Once around some magazines...
- Charles Perry profiles Philippe's — technically, Philippe the Original — on its 100th anniversary, writing in this Sunday's LAT Magazine "if time travelers from 1918 entered Philippe's today, they'd be at no loss for words. Beef, double dip. Coleslaw, blueberry pie, coffee." Perry, by the way, confirms that he has taken the buyout and will leave the L.A. Times on April 25. "My agent is shopping a book about my fast times as a food historian, 'Partying Like It's 1399,'" he says. A fluent Arabic speaker who worked at Rolling Stone and wrote a book on Haight-Ashbury, a former colleague emails, half in jest: "Rumors persist to this day that he works for the CIA."
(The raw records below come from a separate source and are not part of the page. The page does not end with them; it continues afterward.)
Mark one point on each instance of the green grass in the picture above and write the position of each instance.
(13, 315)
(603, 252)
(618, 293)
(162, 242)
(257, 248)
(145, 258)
- LAT book editor David Ulin profiles Joe Torre, also in the Sunday magazine: "There was that distinctive lumber: dogged, plodding almost, head down, long arms stationary, eyes not giving anything away. He threw a poker-faced glance at his players, many of whom were sprawled in front of their stalls chatting, slowly pulling on their uniforms. For a larger-than-life guy, this was a distinctly smaller-than-life appearance--or perhaps it was as measured as the man himself."
- On the Dodger theme, the new issue of Tu Ciudad nominates its favorite Latino Dodgers of all time. Editor Oscar Garza also Q-&-A's Antonio Gonzalez of the Southwest Voter Registration Project. The magazine's website has been updated with interactive features, blogs and a new look.
- In the March 31 New Yorker, Amanda Fortini profiled Lyndas Resnick, "the pomegranate princess." Not online, but maybe still in your magazine stack.